Oh dear, I have been found out. Yes I am a bit of a skin flint but then I reckon you have to be in times like these. The Aussie dollar has bottomed out against everything now as well and although I have heard everyone else complain about exchange rates - it has only been in the last week or two that it has really hit home. My little aussie dollar is only worth 48euro cents at the moment. It was as high as 68euro cents less than a year ago. We are actually battling at the moment on just the one wage here in spain as the money we had planned to bring with us is still in Australia and being tight like I am I don't want to transfer it at such pitiful rates - so we are hanging on until things brighten up a little. In the meantime, we collect free food because we can and we enjoy the whole hunter gatherer thing and because every little bit helps.. Any tips or tricks anyone has about saving money in spain are greatfully recieved. 

Thanks for all your replys - I have asked my boss's wife to come with me to translate for us and we are going to borrow her car to do the trip down so we can leave a little earlier than the train.
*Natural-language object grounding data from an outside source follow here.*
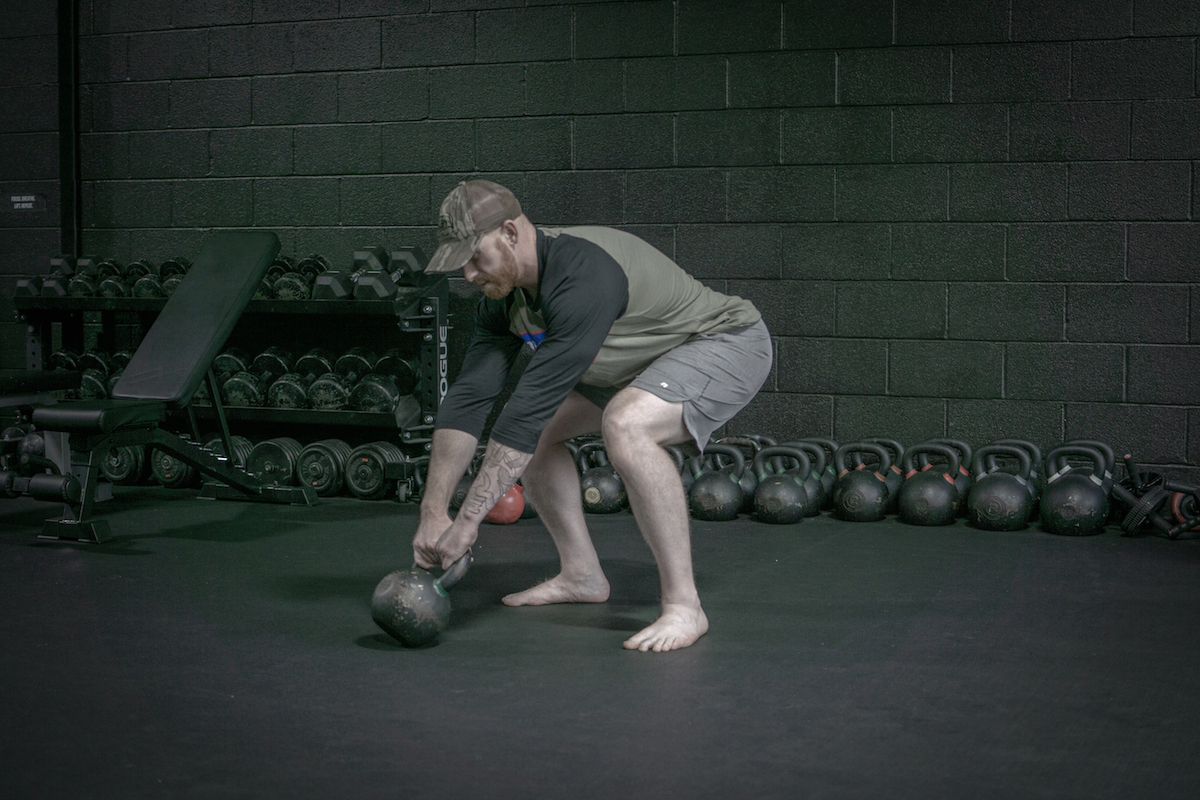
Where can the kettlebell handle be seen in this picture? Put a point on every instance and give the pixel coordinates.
(839, 457)
(929, 447)
(985, 459)
(739, 461)
(816, 453)
(1057, 464)
(583, 456)
(785, 451)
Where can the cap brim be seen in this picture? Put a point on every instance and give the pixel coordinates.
(453, 256)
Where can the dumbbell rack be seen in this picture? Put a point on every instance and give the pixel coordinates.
(420, 313)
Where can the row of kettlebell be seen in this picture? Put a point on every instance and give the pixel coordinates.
(925, 485)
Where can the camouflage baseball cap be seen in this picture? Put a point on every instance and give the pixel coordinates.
(471, 210)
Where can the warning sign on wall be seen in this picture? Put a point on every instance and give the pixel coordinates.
(18, 203)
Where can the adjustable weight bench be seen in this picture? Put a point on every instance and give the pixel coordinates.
(163, 374)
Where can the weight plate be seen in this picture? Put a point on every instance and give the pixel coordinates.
(274, 461)
(171, 471)
(125, 464)
(329, 392)
(241, 447)
(365, 469)
(289, 391)
(244, 389)
(322, 465)
(376, 394)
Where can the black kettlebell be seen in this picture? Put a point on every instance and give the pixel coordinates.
(1000, 500)
(681, 462)
(1075, 501)
(861, 494)
(604, 492)
(966, 457)
(1035, 480)
(1110, 461)
(894, 475)
(715, 494)
(829, 476)
(819, 498)
(749, 481)
(929, 497)
(781, 498)
(412, 606)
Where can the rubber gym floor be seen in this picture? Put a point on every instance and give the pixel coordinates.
(223, 649)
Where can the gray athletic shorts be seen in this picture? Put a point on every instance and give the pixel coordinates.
(714, 376)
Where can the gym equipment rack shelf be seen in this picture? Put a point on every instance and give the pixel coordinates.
(419, 311)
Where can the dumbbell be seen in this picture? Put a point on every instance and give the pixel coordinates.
(274, 461)
(162, 281)
(94, 382)
(250, 386)
(61, 269)
(171, 471)
(241, 449)
(331, 391)
(229, 362)
(297, 283)
(64, 359)
(375, 392)
(401, 268)
(85, 281)
(406, 371)
(274, 272)
(120, 284)
(292, 390)
(381, 390)
(322, 465)
(172, 272)
(339, 284)
(126, 465)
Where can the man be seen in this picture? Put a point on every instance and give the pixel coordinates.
(625, 343)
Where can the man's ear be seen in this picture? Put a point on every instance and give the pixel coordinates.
(510, 232)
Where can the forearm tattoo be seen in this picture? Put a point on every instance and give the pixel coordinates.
(501, 469)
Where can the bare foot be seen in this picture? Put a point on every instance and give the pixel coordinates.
(677, 627)
(562, 590)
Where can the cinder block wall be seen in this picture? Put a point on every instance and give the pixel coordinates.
(29, 156)
(959, 218)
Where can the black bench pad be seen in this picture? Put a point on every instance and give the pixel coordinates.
(24, 382)
(99, 415)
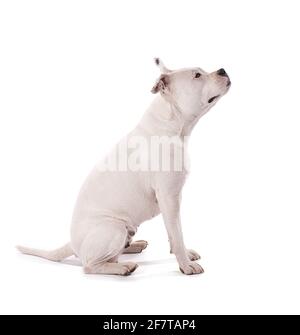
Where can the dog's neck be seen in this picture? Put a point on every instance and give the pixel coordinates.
(164, 117)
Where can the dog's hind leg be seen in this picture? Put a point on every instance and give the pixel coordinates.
(136, 247)
(101, 247)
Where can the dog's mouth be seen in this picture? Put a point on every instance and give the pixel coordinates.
(213, 99)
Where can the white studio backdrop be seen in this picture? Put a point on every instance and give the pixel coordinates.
(75, 76)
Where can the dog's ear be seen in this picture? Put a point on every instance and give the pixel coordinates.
(161, 84)
(161, 65)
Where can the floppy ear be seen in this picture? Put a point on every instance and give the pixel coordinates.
(161, 84)
(161, 65)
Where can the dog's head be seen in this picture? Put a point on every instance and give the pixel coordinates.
(193, 90)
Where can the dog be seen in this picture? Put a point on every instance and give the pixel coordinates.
(112, 203)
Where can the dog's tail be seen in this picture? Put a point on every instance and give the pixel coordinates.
(53, 255)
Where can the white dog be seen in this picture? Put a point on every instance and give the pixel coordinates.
(112, 203)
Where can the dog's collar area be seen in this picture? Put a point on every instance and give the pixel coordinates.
(213, 98)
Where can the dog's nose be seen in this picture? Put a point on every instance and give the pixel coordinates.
(222, 73)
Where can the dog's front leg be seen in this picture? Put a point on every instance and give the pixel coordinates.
(170, 209)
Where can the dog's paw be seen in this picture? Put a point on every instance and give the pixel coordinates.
(193, 255)
(127, 268)
(191, 268)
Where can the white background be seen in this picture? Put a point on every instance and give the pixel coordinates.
(75, 76)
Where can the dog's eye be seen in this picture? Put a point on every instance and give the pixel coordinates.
(212, 99)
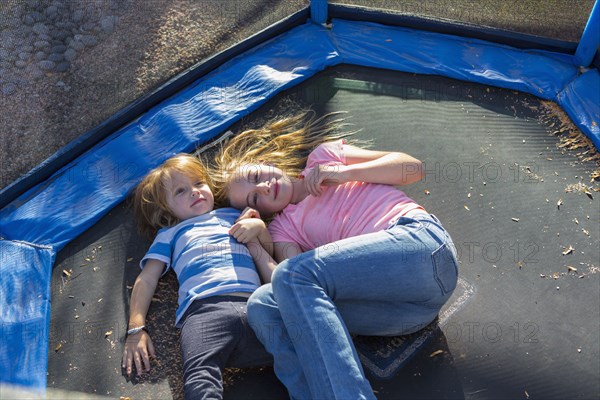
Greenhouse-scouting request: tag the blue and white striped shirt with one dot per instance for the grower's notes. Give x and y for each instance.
(207, 260)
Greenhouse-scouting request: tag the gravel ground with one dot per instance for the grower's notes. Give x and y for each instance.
(107, 53)
(65, 65)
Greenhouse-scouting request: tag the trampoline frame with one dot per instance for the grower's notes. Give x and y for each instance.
(44, 210)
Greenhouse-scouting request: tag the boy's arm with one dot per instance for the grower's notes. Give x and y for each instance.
(138, 346)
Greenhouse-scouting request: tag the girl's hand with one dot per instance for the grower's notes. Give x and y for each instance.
(246, 230)
(138, 350)
(324, 175)
(248, 213)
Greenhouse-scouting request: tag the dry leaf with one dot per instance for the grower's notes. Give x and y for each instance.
(436, 353)
(568, 251)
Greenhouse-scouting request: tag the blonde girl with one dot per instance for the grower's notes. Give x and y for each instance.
(355, 254)
(174, 205)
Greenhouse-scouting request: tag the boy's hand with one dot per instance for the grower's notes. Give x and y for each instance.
(138, 350)
(247, 229)
(248, 213)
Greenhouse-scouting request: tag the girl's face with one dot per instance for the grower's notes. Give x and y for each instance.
(263, 187)
(188, 198)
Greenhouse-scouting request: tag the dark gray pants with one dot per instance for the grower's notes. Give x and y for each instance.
(215, 334)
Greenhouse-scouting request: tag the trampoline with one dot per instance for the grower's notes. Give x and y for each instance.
(519, 202)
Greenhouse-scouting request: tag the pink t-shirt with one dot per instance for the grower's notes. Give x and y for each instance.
(343, 211)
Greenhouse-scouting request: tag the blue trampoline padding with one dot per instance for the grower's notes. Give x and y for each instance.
(25, 272)
(54, 213)
(82, 192)
(581, 100)
(374, 45)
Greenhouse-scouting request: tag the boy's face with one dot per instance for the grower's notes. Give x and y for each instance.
(187, 198)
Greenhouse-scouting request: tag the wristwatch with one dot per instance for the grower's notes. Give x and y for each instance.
(133, 331)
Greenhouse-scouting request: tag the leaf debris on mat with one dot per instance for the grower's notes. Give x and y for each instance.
(568, 250)
(436, 353)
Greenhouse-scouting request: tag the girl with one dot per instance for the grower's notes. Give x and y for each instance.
(356, 255)
(216, 276)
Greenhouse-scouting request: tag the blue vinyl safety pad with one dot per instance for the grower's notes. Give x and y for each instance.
(42, 221)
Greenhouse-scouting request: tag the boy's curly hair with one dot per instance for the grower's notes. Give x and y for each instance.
(150, 197)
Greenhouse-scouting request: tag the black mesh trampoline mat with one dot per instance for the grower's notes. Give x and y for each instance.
(523, 322)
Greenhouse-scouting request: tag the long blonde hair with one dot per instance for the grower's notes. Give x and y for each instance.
(150, 198)
(284, 143)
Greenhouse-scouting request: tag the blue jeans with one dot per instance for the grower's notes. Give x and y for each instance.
(385, 283)
(215, 334)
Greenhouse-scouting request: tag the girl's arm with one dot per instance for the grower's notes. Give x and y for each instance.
(285, 250)
(386, 167)
(139, 347)
(247, 229)
(262, 259)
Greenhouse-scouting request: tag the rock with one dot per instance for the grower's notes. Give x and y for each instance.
(60, 34)
(56, 57)
(40, 44)
(28, 20)
(89, 40)
(33, 72)
(77, 45)
(78, 16)
(8, 89)
(40, 28)
(46, 65)
(108, 23)
(61, 48)
(52, 12)
(63, 66)
(70, 54)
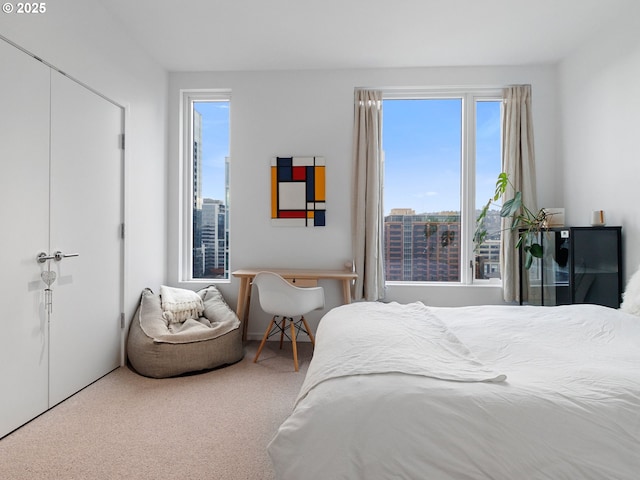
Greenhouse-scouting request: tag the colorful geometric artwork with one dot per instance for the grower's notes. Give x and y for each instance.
(298, 192)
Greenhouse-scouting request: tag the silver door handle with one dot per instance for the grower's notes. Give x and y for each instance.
(43, 257)
(59, 255)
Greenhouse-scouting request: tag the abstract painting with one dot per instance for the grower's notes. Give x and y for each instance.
(298, 192)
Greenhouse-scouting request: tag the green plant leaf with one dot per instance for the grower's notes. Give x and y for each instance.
(536, 250)
(501, 186)
(528, 261)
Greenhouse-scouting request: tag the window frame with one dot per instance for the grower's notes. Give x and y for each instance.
(185, 241)
(469, 96)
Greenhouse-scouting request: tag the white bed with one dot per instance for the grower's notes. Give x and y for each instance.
(387, 397)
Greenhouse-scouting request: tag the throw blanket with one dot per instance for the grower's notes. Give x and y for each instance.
(179, 304)
(368, 338)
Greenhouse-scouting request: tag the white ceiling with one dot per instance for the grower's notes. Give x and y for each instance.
(208, 35)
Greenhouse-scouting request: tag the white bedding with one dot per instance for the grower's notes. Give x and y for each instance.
(569, 408)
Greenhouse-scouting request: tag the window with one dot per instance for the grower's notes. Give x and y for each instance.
(205, 236)
(441, 160)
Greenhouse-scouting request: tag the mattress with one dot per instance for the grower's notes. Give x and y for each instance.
(500, 392)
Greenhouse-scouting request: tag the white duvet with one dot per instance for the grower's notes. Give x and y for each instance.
(568, 409)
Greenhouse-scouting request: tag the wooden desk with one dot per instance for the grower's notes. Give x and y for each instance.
(303, 278)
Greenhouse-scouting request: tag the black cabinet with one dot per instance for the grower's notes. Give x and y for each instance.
(579, 265)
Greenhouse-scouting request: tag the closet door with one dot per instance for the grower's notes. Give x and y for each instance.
(86, 218)
(24, 212)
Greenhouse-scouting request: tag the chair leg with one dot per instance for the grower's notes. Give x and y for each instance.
(306, 326)
(264, 339)
(293, 344)
(282, 325)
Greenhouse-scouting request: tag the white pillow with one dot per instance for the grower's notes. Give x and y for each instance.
(631, 295)
(179, 304)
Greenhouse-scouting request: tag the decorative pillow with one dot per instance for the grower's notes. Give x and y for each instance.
(179, 304)
(631, 295)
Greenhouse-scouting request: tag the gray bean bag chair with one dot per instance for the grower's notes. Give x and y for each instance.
(162, 343)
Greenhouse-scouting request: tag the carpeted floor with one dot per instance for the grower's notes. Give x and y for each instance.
(213, 425)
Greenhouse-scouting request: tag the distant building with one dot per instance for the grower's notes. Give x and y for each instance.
(422, 247)
(426, 247)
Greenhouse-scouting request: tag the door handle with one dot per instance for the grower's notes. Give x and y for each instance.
(59, 255)
(43, 257)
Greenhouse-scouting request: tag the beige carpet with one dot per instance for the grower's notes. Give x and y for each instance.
(214, 425)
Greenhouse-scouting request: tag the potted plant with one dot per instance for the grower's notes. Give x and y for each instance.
(524, 221)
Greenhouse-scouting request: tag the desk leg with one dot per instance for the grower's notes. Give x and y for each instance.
(346, 290)
(244, 303)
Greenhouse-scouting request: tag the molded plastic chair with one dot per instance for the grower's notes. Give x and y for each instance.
(285, 302)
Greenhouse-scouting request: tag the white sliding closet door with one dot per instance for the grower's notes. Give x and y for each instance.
(61, 189)
(24, 231)
(86, 218)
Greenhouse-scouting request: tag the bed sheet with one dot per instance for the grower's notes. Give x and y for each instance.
(569, 408)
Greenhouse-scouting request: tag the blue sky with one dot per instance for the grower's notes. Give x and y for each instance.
(421, 140)
(215, 146)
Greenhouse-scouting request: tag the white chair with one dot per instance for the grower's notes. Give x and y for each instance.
(285, 302)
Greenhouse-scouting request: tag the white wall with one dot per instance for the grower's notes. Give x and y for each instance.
(600, 109)
(311, 113)
(82, 39)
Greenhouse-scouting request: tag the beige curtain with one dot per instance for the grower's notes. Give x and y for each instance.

But I do need my beauty sleep too....


----------



## dizzy (Jul 12, 2008)

woops some of that message was meant for another post


----------



## chris(madrid) (Mar 23, 2008)

dizzy said:


> Any tips or tricks anyone has about saving money in spain are greatfully recieved.


Find LIDL & Mercadona. NOW.

iirc There is an excellent street market in Garriga too. Local produce+no middle man is popular with Catalans. 

Shopping at anything vaguely related to Corte Ingles is the way to certain ruin.


----------